I could sketch the idea of implementation, if any1 is interested.
More info here:
Well, Monero's technology translates to Nano's DAG almost seemlessly.
(1) If you want to mask the balances and transaction amounts, the solution (keeping balances masked in the form private_maskG + balanceH in ed25519 group) already works. The separation of SEND and RECEIVE transactions can be kept intact, along with the core idea that only balance owner can change the balance via signature. The one-time mask of the transaction needs to be published globally in the ledger encoded with receiver's public key, and can be pruned after the transaction is received.
(2) ORV voting it seems can be made anonymous via multilayered ring signatures ( https://eprint.iacr.org/2015/1098.pdf ). Changing representatives would not spoil the balance to the network.
(3) In case one wants to implement anonymous senders, there is a bit of an issue - Monero solves this by sending transaction from "multiple senders", and that would require the fake senders to be online (because of Nano's core idea that only you can change your own balance). Multiple receiveres is also bad if the fake receivers will not take SEND for a long time. I am not sure what is a great workaround, but good one would be requiring any account wanting to participate in this system to submit a small number of "fake transactions" (0-valued transactions) to other addresses in this system, weighted statistically by the activity of the accounts, it would significantly obfuscate the sender and receiver.

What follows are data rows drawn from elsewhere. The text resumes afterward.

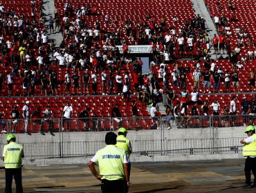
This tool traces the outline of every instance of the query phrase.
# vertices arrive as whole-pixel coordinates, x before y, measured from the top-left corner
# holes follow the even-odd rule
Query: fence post
[[[164,130],[164,120],[163,117],[161,117],[161,155],[165,154],[165,130]]]
[[[214,116],[210,116],[210,154],[214,154],[214,128],[213,128],[213,121],[214,121]]]
[[[60,157],[63,157],[63,132],[62,120],[59,118],[59,135],[60,135]]]

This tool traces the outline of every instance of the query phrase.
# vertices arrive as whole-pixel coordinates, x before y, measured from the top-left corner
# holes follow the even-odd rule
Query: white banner
[[[120,52],[122,54],[122,45],[116,45],[118,47]],[[152,45],[129,45],[129,53],[146,53],[149,54],[152,50]]]

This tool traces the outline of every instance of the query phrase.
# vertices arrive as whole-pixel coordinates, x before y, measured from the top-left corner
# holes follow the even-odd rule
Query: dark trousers
[[[21,168],[6,168],[6,193],[12,193],[13,176],[16,184],[16,193],[23,193]]]
[[[102,193],[126,193],[128,192],[125,181],[108,181],[103,179],[101,182]]]
[[[246,183],[250,184],[250,171],[254,176],[254,183],[256,184],[256,158],[247,157],[244,166],[244,173],[246,174]]]

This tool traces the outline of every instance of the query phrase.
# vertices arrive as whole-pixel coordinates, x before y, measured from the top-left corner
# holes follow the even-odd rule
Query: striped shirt
[[[202,75],[202,74],[201,73],[200,71],[194,71],[193,72],[194,81],[200,81],[201,75]]]

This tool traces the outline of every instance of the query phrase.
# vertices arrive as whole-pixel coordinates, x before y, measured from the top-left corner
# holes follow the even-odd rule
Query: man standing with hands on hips
[[[129,159],[131,154],[131,141],[126,137],[127,130],[125,128],[120,128],[118,130],[118,136],[116,138],[116,147],[124,150],[127,155]],[[131,172],[131,162],[129,163],[129,176]]]
[[[22,193],[21,158],[24,157],[22,145],[16,143],[16,136],[10,134],[6,137],[3,160],[6,169],[6,193],[12,192],[12,177],[15,176],[16,192]]]
[[[129,186],[129,160],[124,150],[117,148],[116,134],[108,132],[107,146],[98,150],[89,163],[91,173],[101,181],[102,193],[126,193]],[[100,174],[95,165],[98,164]]]
[[[244,144],[243,156],[246,159],[244,172],[246,175],[246,184],[244,187],[256,187],[256,134],[255,129],[253,125],[246,128],[245,132],[248,137],[240,141],[240,143]],[[250,171],[254,176],[254,183],[250,185]]]

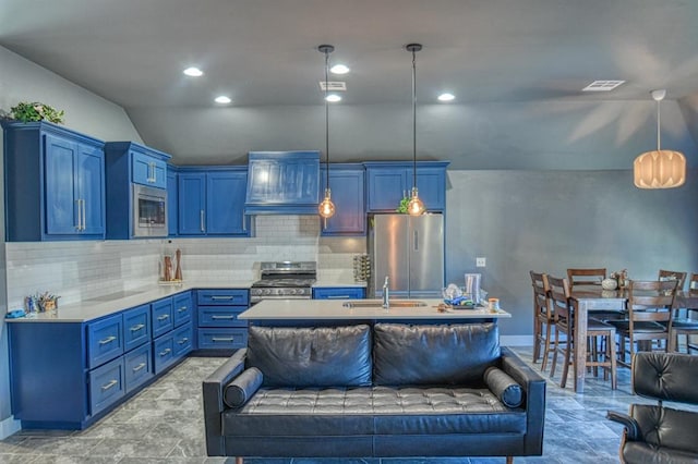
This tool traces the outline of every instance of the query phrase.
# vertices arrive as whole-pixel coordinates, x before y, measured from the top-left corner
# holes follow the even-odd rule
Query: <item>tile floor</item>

Take this with a grain of salt: I'm not a programmer, just a mathematician. There might be some scalability issue or something that I'm just blatantly not seeing.
Well, the protocol would need the following change: there is a special address which keeps Nano "locked". It can not spend any Nano normally, and transactions from it is sent to the address nano_example in case (parallel blockchain lookup) there is an unmasked transaction from the address xnano_example. Symmetric rule would be made for xnano protocol (and they would use identical address system). It is a very lightweight solution, and such change would also allow adding any amount of features in this "enhanced nano" playground. Moreover, in case developers of this enhanced protocol mess anything up, people would only risk locked nano, not everything.
Basically, one and only one specific smart contract which is the gate to the parallel blockchain.
It is more of a tangential issue to the privacy, I believe it is more of a coherent way of adding features without compromising the efficiency of the mainnet.
Another way would be some kind of multisig, but then funds could be stolen if the securing nodes collaborate, and that kind of sucks.
Because this looks like an interesting addition to the network (with possibilities way beyond optional privacy I figured sparking a discussion here about it could be worth it.
The changes seem to be small enough and problems would be isolated.